What is listeria food poisoning?

Listeriosis is a type of food poisoning caused by a bacteria called Listeria monocytogenes.

Some foods are more likely to be contaminated with listeria than others.

Although listeriosis is rare, some people can die from it.

People at risk from listeria are:

  • pregnant women
  • unborn children
  • newborns
  • older people
  • people with weakened immune systems — such as people being treated for cancer

Listeria is common in the environment and can contaminate some foods.

Listeriosis in women who are pregnant or newborn babies

While listeriosis can affect anyone, it’s particularly important that you reduce your risk of exposure to listeria bacteria while pregnant.

Listeria infections can appear mild in pregnant women, but can lead to serious outcomes such as:

Babies can be born with listeriosis if you’ve eaten contaminated food during your pregnancy. Your baby may become seriously ill.

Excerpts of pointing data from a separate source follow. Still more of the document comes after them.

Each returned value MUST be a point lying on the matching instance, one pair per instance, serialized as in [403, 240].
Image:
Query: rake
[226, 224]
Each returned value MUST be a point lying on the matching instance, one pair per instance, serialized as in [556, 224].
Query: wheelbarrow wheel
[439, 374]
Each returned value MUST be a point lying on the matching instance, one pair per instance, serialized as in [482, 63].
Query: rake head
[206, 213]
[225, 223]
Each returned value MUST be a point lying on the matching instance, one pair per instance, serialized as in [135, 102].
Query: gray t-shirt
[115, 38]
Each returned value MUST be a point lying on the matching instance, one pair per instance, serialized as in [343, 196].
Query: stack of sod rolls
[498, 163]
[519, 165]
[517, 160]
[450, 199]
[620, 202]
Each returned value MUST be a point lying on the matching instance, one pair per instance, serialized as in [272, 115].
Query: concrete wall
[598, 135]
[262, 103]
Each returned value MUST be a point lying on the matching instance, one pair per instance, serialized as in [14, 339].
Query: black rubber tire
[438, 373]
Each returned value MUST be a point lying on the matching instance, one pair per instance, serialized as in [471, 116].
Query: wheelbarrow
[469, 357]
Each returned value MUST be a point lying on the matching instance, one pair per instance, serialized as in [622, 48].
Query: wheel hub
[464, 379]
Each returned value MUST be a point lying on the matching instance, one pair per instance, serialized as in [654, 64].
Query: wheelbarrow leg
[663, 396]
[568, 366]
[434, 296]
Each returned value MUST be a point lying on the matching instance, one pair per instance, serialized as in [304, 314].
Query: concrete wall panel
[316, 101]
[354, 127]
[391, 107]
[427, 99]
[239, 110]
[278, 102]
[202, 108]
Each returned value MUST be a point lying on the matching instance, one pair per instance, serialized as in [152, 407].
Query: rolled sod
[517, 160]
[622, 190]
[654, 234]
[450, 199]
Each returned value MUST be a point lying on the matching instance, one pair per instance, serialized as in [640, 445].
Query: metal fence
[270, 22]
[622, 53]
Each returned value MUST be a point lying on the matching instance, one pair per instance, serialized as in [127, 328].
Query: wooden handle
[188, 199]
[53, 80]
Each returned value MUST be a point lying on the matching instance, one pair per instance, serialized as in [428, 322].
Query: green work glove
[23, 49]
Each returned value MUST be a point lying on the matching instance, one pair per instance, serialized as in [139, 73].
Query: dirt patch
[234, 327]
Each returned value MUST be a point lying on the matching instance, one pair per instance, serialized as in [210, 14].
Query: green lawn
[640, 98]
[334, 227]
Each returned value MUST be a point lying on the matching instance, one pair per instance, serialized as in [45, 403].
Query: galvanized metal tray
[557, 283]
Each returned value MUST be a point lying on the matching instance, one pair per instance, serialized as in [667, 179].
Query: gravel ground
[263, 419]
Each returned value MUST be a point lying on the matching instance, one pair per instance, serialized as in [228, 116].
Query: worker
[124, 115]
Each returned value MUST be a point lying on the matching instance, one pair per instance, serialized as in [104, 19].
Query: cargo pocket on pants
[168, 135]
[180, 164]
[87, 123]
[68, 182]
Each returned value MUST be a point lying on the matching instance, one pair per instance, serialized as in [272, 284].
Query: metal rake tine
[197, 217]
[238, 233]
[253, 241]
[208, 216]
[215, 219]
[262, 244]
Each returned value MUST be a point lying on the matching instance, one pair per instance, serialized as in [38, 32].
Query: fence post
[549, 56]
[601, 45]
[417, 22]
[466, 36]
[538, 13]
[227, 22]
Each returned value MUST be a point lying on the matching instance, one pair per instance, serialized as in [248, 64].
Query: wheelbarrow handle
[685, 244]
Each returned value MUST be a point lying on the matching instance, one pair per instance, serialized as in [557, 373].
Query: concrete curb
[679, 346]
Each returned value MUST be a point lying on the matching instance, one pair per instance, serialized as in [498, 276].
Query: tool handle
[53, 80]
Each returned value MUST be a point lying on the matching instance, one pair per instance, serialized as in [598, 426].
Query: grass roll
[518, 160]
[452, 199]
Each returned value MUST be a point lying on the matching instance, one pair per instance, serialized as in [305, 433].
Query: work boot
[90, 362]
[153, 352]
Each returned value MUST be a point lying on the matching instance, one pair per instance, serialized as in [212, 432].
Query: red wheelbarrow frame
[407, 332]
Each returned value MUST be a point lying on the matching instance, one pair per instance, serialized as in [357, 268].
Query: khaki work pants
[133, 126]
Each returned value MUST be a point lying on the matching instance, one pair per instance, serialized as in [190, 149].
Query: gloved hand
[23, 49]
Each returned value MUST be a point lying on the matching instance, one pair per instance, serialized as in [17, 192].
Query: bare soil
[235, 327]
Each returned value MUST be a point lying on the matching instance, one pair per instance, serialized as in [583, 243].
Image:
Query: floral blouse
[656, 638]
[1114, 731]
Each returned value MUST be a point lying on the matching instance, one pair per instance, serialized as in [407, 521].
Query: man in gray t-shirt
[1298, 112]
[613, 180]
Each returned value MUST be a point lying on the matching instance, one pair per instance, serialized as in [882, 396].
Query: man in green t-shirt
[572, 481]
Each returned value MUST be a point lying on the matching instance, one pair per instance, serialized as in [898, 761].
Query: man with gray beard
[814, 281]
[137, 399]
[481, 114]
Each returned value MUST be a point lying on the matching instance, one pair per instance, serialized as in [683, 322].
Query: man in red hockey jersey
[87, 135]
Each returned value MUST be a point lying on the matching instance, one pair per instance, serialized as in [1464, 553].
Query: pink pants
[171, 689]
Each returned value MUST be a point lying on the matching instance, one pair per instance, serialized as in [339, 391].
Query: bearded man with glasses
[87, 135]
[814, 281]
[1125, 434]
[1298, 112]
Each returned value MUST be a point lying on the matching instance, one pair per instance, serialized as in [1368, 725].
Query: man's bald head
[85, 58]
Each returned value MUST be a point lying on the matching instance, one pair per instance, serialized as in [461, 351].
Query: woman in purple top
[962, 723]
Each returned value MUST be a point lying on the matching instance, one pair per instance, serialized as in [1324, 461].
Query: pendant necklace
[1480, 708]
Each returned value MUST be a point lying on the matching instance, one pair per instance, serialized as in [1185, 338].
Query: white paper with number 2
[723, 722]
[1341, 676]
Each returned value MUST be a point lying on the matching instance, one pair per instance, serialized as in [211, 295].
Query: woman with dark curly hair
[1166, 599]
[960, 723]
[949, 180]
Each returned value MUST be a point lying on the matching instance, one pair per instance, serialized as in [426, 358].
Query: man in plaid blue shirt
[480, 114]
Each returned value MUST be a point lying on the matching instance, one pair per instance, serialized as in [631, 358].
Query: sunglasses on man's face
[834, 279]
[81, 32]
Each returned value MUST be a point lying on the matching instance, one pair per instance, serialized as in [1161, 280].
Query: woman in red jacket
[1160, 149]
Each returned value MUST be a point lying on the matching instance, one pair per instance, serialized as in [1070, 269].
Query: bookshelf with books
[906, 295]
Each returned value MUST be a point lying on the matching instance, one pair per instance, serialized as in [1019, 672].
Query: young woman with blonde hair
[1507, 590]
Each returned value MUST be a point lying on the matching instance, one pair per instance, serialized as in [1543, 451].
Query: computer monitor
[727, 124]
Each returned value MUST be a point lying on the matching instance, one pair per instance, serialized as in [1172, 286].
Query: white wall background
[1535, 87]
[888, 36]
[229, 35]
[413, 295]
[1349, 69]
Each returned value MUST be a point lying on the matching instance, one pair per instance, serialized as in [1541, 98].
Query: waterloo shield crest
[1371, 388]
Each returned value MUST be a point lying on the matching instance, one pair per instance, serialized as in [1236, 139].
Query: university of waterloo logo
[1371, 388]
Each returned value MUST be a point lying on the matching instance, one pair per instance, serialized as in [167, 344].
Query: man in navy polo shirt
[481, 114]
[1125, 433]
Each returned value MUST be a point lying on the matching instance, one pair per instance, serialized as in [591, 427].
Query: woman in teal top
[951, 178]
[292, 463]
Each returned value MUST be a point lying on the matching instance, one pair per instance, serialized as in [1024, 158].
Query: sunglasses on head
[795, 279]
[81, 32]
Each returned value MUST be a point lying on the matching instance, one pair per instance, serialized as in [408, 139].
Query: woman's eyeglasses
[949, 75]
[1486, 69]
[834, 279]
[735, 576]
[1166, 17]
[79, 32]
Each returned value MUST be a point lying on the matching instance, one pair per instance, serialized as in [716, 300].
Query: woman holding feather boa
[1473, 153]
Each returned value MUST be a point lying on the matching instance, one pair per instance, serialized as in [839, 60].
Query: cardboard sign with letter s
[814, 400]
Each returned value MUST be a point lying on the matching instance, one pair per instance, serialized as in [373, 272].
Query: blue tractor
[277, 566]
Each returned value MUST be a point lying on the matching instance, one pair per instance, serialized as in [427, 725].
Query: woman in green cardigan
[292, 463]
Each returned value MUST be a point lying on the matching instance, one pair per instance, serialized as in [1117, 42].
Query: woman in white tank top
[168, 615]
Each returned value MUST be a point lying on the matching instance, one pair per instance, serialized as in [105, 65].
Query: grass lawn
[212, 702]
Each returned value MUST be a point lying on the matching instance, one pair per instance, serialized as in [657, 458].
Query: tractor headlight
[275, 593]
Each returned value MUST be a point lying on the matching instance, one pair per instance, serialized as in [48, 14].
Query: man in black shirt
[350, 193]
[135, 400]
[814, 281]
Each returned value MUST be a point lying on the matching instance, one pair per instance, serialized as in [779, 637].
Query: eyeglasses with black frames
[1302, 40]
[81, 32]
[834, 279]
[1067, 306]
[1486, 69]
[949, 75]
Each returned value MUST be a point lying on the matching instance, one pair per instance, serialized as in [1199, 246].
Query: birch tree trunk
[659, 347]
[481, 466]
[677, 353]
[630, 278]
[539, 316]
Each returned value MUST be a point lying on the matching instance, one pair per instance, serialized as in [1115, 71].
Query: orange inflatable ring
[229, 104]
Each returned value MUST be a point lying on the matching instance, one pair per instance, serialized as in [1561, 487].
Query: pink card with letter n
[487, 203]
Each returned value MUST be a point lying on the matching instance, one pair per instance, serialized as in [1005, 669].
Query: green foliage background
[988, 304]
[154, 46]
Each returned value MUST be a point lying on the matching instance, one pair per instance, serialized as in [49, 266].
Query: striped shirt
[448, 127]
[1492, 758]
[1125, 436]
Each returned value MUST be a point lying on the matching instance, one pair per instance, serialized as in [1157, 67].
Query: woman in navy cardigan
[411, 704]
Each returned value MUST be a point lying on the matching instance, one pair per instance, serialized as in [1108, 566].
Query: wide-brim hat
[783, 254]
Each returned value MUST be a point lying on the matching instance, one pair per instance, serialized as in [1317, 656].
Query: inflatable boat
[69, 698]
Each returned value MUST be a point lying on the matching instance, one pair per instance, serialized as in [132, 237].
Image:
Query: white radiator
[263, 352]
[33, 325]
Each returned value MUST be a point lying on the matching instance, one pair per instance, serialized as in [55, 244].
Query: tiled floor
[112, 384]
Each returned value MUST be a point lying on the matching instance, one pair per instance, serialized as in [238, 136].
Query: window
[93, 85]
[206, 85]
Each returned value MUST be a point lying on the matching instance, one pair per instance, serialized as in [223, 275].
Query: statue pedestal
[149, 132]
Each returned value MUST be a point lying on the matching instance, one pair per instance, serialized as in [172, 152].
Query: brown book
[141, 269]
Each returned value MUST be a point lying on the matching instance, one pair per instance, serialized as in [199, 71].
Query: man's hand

Once you’ve had your baby you can eat the foods you’ve been avoiding during pregnancy due to the listeria risk. The risk of transmitting listeria to your newborn baby from breastfeeding is very low.

What are the symptoms of listeriosis?

Symptoms of listeria infection in healthy adults may include:

  • headache
  • fever (high temperature)
  • tiredness
  • aches and pains

Less common symptoms are:

  • diarrhoea
  • nausea
  • abdominal cramps

Not all people who eat foods that contain the listeria bacteria will become unwell.

Symptoms in pregnant women may be mild, but it’s important to get medical attention straight away.

The average time from infection to symptoms is about 3 weeks (ranging from 3 to 70 days).

How is listeria food poisoning diagnosed?

If you are pregnant and think you have listeriosis, see your doctor urgently. Even if you only have mild symptoms, your unborn baby can get seriously ill.

You should see your doctor if you think you might have listeriosis.

Your doctor will discuss with you the foods that you have eaten and probably take a sample of your blood.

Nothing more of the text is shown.